On sait qu’aujourd’hui la France est en contentieux avec l’Europe ; les polluants en cause sont les particules fines, inférieures à 10 microns (PM10) et le dioxyde d’azote (NO2) : l’Europe, d’une part, constate le dépassement de valeurs limites et, d’autre part, que tout n’est pas mis en œuvre pour respecter les valeurs limites.
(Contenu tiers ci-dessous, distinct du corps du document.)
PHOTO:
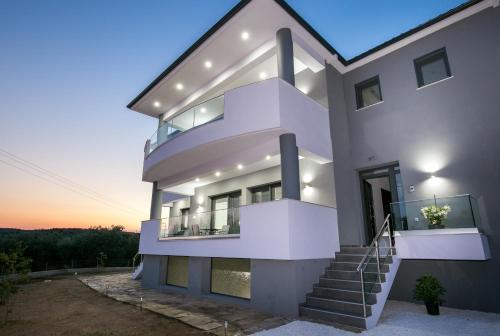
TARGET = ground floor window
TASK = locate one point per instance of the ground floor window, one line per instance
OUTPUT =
(177, 271)
(231, 277)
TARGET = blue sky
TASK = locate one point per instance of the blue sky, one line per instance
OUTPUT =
(69, 68)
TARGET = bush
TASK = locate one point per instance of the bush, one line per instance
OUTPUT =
(428, 289)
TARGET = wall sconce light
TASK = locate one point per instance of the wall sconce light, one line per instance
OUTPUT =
(307, 178)
(307, 189)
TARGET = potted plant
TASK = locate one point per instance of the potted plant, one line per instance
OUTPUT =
(429, 290)
(435, 215)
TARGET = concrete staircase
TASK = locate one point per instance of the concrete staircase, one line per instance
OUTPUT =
(338, 296)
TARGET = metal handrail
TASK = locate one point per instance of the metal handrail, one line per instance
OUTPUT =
(362, 265)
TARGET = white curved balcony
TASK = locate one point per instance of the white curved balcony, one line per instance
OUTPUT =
(247, 123)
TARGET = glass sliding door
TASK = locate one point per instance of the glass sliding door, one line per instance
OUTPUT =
(225, 214)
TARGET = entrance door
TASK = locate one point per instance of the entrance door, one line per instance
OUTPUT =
(225, 213)
(380, 187)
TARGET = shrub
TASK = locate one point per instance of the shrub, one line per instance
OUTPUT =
(428, 289)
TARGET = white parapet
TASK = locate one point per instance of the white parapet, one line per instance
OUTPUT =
(442, 244)
(282, 230)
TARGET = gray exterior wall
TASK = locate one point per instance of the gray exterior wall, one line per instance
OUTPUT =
(451, 127)
(277, 286)
(280, 286)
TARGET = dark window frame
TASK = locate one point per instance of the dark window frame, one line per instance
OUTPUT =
(359, 87)
(270, 186)
(428, 58)
(228, 295)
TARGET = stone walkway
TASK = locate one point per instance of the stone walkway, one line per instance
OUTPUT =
(200, 313)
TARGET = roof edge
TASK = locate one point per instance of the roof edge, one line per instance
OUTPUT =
(190, 50)
(287, 8)
(414, 30)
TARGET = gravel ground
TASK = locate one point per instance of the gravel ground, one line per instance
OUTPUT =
(405, 319)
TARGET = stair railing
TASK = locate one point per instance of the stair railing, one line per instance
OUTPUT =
(374, 246)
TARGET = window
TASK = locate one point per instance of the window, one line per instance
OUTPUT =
(368, 92)
(432, 67)
(266, 193)
(231, 277)
(177, 271)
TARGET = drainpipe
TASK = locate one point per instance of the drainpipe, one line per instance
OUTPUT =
(157, 194)
(290, 180)
(284, 51)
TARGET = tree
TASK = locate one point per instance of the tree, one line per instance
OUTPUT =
(14, 268)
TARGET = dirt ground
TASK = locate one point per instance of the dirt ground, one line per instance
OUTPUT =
(65, 306)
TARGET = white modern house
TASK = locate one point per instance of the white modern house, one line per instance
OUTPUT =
(289, 179)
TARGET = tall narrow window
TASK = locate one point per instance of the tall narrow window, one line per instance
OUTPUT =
(266, 193)
(368, 92)
(231, 277)
(432, 67)
(178, 271)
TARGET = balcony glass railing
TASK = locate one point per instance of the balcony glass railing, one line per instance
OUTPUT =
(201, 114)
(203, 224)
(436, 213)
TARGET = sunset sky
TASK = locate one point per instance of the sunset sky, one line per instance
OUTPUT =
(69, 68)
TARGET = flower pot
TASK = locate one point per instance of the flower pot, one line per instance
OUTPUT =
(432, 308)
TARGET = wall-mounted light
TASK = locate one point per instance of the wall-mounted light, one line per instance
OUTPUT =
(307, 178)
(307, 190)
(245, 35)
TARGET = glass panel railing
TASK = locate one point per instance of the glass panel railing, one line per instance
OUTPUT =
(436, 213)
(201, 114)
(202, 224)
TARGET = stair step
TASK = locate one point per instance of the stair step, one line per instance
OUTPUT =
(338, 306)
(352, 266)
(349, 275)
(344, 257)
(340, 318)
(354, 249)
(360, 250)
(343, 294)
(349, 284)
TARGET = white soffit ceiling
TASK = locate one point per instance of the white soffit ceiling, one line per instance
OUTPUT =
(261, 19)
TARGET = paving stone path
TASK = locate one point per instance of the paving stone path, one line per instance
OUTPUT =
(200, 313)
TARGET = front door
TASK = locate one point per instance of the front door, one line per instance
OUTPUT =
(380, 187)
Selon la présentation du PPA rédigé par la DREAL « naguère essentiellement due aux émissions industrielles, la pollution atmosphérique dépend aujourd’hui d’une multiplicité d’activités (trafic routier, industrie, agriculture, chauffage résidentiel, travaux d’aménagements…) liées de manière étroite et complexe à la structure et à la vitalité du territoire. (…) Au niveau régional, réduire ces émissions suppose l’évolution des modes de transport et de leur usage (réduction des kilomètres parcourus, développement de l’usage de transports moins polluants, développement du transport multi-modal, …) qui nécessite un changement profond de la stratégie de développement territorial, tant d’un point de vue économique que d’un point de vue urbanistique. »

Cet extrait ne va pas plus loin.